I also think search engines sometimes remove results based on subject requests - at least I've seen such notices in Google search results, that some hits were removed due to 'right to be forgotten' policies.

Unpopular opinion (it seems): I think it is OK to some extent. Not for serious crimes (violence, murder etc.) but there's an awful lot of 'lesser crimes' reported with full names where I think subjects might deserve a clean slate or where people have some right to privacy. In the extreme case, everything court-related and all infractions could be public and subject to auto-generated news, and forever searchable: traffic fines, civil cases, neighbor complaints (either way) etc. All parts of an immutable record for everyone to look up by name. I personally think that is a violation of privacy, so it has to be balanced. Maybe the best balance is not to write the names to begin with.

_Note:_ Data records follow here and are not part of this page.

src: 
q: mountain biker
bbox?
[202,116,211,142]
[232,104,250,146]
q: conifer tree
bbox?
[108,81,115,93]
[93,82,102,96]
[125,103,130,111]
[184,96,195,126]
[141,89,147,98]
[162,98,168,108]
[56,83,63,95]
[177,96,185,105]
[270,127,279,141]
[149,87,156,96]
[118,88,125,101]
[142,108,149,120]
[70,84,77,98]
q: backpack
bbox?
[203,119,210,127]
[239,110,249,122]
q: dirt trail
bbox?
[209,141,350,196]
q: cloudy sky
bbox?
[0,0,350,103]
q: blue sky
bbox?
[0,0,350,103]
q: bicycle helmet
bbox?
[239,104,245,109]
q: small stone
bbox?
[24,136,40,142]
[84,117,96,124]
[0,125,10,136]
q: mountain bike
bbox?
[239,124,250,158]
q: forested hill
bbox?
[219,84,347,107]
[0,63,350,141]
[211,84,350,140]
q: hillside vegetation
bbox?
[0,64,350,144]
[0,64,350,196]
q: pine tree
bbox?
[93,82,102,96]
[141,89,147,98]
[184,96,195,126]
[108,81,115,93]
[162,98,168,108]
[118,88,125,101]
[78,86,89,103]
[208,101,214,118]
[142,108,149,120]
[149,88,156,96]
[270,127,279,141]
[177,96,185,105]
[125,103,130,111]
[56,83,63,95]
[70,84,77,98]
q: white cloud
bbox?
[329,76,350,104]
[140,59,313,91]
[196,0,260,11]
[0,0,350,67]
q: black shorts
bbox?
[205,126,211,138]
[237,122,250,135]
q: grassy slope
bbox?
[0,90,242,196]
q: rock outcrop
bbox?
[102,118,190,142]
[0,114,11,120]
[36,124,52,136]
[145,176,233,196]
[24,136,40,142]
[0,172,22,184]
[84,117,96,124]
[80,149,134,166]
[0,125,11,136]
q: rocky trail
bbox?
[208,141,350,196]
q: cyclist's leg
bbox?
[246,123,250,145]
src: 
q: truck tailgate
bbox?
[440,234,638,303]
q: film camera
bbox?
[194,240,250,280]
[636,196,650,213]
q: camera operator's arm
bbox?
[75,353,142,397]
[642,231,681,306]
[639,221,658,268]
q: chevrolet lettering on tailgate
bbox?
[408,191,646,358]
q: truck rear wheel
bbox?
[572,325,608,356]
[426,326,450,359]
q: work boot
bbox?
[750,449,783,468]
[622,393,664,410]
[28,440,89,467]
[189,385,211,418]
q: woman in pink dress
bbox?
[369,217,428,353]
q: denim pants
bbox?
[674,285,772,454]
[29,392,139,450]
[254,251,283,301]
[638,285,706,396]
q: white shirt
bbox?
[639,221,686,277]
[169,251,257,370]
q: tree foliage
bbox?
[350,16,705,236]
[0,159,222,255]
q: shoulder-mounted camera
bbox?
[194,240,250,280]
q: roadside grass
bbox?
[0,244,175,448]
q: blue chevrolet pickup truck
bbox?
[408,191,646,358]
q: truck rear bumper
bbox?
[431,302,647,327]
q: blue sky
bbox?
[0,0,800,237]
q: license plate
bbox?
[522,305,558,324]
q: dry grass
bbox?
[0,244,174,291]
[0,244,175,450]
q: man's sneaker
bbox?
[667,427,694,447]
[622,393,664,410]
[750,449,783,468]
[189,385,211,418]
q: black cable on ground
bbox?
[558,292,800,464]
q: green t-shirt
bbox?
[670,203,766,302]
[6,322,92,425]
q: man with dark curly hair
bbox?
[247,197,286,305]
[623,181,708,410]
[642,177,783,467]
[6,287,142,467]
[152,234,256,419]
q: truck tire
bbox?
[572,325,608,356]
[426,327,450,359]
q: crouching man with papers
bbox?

In Denmark where I'm from, court cases are almost always public and the subject names are read aloud as well; however the names are not listed on the court lists or in the publicly accessible version of the verdicts. In order for the media to learn the name, a journalist has to physically go and see the trial. This already prevents automation and ensures prioritization by the media. Furthermore, most news media have a policy of only writing the subject's name after a guilty verdict has been found and even then only if the verdict was of some severity (unless it is a public person). I just checked on media outlet and their policy was to only write the name in case of a custodial sentence of at least 24 months. If it weren't for such policies, even relatively small cases would be reported with full name and be searchable forever.